Editorial von Dr. Helmut Bläsig
- Vorsitzender der Kerntechnischen Gesellschaft e. V. -
atw Heft 07 (2010)
Liebe Mitglieder,
Durch das Ergebnis der mit Spannung erwarteten Bundestagswahl 2009 ist eine wesentliche Voraussetzung für eine positive Zukunft der Kernenergie erreicht. Anders als die letzten Wahlprognosen, die eine schwarz-gelbe Regierung für fraglich hielten, erreichten Union und FDP am Wahlsonntag doch eine passable Mehrheit.
Wir können nun hoffen, dass die neue Regierung die gewaltigen Aufgaben u.a. in der Energie- und Klimapolitik anpackt. Wir vertrauen darauf, dass die künftige Regierung die Weichen für eine Laufzeitverlängerung aller Kernkraftwerke stellt. Dies ist ein wichtiger Schritt, denn wir brauchen neben den regenerativen Energien und der Kohle auch die Kernenergie.
Die beiden Parteien, die die neue Regierungskoalition stellen werden, kündigten bereits in ihren Wahlprogrammen an, die Laufzeitverkürzung unserer Kernkraftwerke nach der Amtsübernahme rückgängig machen zu wollen. Denn 7 der 17 Anlagen würden nach dem noch geltenden Ausstiegsbeschluss in der kommenden Legislaturperiode vom Netz gehen. Nach Jahren des Stillstands, in denen die Fronten zwischen Union und SPD beim Thema Atomkraft verhärtet waren, ist das endlich wieder ein positives und motivierendes Signal für unsere Branche.
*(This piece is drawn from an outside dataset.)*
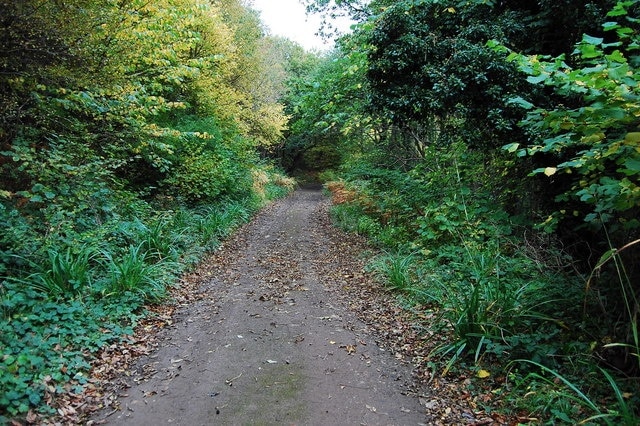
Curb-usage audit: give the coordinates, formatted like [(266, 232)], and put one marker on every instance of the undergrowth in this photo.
[(65, 295), (510, 308)]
Ein weiteres dringendes Thema, das die neue Regierung nun rasch in die Hand nehmen muss, ist die Entscheidung, wie es nach verlorenen Stillstandsjahren bei der Suche nach einem Endlager für hochradioaktive Abfälle weitergehen soll. Nach 10 Jahren Gorleben-Moratorium ist der Weg nun frei, eine sachliche Klärung der drängenden Aufgabe herbeizuführen. Die Politik ist deshalb gefordert, die Weitererkundung des Standortes Gorleben aktiv voranzutreiben, bis dessen Eignung endgültig geklärt ist.
Für schwach- und mittelradioaktive Abfälle wurde mit Schacht Konrad bereits ein geeignetes Endlager gefunden. Für hochradioaktive Reststoffe ist dies auch möglich, denn das Wissen und die Technik hierzu besitzen wir. Die bisherigen Erkundungsergebnisse zu Gorleben sind vielversprechend. Die kommenden Jahre müssen nun intensiv dazu genutzt werden, endgültig die Erkundungen im Salzstock abzuschließen.
Eines ist jedoch klar – es wird kein einfacher Weg sein für die neue Regierung. Starker Gegenwind droht von den künftigen Oppositionsparteien ebenso, wie von den bekannten Gegnern der Kernenergie.
Bereits im Vorfeld der Bundestagswahl und erst recht danach wurde zu Massenprotesten gegen Laufzeitverlängerung aufgerufen. Wenn es zur Laufzeitverlängerung kommt, müssen wir im Gegenzug in den kommenden Wochen und Monaten erneut beweisen, dass das durch die Politik in uns gesetzte Vertrauen gerechtfertigt ist. Lassen Sie uns alle dazu beitragen!